Lunch schedule | Queen of fitness

  • Brown rice or white rice for carbs: she also suggests having brown rice over white rice as it has more fibre content.
  • Chicken or fish for protein
  • Cucumber carrot salad

Or

  • Her favourite yogi bowl weighed and proportioned a bowl of rice, protein (nuts or chicken bits or fish), and beets.

accompany millet rotis made of five different grains (jowar, bajra,ragi and whole wheat) with a side of vegetables and cooked dal, and finish her meal with simple peanut brittles to feed her sweet tooth.

Health & Fitness

Mid-day or Evening Snacks | Queen of fitness

Slipa’s diet strictly follows taking food in small quantities at specific intervals. The need to listen to the body and consume food accordingly is a holistic and healthier approach.

She grabs a sandwich or a papaya yoghurt bowl, or cooked oats with a glass of spiced tea.

Queen of fitness

Dinner schedule | Queen of fitness

She has her dinner before 7:30 p.m., or preferably three hours before her bedtime. Late night eating habits are not advisable. Dinner should always be light which promotes good sleep.
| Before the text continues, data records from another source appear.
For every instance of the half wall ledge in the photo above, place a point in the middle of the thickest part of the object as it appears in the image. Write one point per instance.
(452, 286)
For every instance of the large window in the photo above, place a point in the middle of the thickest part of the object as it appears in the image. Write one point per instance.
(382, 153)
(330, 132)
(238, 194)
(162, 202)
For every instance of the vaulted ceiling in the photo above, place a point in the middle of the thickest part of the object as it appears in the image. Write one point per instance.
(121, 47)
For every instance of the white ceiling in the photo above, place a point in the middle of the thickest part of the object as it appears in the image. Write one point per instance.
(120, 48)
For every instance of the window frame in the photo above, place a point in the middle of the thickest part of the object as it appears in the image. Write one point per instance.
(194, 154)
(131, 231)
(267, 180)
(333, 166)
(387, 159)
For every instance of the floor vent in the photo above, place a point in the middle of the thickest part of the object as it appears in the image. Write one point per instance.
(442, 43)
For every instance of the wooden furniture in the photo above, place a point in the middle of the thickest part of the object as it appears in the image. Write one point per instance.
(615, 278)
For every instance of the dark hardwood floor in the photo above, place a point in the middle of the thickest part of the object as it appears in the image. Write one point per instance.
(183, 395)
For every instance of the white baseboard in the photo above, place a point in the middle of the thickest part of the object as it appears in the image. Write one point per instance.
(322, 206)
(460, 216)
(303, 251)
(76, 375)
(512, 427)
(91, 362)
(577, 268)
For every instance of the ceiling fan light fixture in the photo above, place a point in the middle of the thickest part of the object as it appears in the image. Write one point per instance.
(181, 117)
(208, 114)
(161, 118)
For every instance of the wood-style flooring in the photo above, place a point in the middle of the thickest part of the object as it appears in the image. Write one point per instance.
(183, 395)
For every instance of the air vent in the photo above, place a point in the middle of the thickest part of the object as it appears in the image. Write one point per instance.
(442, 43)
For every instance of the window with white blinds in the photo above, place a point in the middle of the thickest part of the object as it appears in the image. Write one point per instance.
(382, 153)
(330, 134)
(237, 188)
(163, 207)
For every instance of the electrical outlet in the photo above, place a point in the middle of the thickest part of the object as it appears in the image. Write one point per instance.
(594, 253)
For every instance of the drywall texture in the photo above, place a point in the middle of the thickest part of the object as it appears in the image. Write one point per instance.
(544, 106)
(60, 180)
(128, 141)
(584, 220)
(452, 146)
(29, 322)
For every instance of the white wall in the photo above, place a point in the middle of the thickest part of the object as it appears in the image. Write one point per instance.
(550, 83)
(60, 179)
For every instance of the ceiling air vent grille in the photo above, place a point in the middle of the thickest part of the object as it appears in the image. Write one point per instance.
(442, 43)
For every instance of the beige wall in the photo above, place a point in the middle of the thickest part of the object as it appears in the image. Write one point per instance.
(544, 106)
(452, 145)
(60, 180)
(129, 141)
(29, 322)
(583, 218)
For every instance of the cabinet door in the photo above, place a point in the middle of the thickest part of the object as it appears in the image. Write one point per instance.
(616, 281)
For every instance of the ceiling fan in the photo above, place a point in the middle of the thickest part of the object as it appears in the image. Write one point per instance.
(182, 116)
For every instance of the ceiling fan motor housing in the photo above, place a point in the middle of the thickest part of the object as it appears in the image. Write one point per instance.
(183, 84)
For dinner, a good bowl of chicken or vegetable (fibrous) soup or a bowl of oats or carbohydrates with vegetable curry. The meal plan for dinner is light and fibrous as it gives a lighter and fills the stomach until breakfast.
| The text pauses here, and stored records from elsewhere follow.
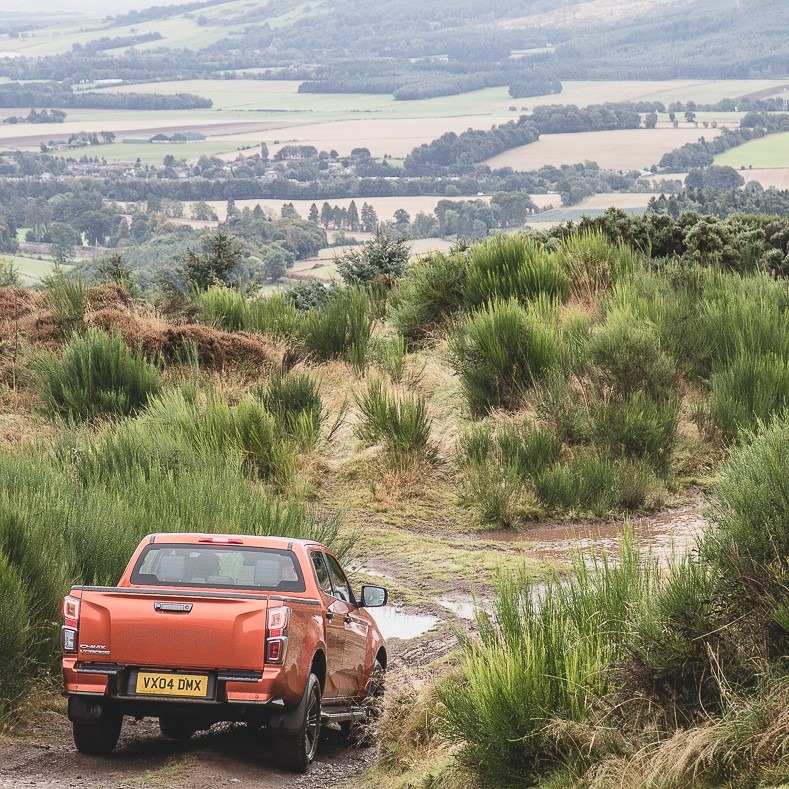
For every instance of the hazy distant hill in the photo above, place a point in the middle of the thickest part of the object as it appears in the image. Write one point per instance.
(338, 41)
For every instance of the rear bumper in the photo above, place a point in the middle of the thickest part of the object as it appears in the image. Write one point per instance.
(231, 694)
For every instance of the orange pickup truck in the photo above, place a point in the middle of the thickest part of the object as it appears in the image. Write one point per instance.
(205, 628)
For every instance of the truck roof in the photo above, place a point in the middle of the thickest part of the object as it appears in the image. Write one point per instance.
(254, 540)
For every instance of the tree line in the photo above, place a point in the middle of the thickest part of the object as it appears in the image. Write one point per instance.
(57, 94)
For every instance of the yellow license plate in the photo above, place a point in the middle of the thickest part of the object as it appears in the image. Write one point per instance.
(149, 683)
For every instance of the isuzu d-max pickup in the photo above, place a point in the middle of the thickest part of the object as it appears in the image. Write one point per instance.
(205, 628)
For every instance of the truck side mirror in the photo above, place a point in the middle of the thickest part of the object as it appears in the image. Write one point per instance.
(374, 596)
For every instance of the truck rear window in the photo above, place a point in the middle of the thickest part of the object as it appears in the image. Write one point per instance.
(214, 567)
For the day she takes at least 2-3 litres of water. Being fit does not mean a healthy system but also the overall body. Having toned skin, happy mind and glowing skin. Water plays a major role in that.

Any diet plan that has a balanced proportion of fibre- and protein-rich foods with necessary carbohydrates on a plate Every meal should be taken at proper intervals. Following a proper diet plan alone would not suffice for a healthy lifestyle. Following an appropriate workout in the form of exercise or yoga to lead a healthy life.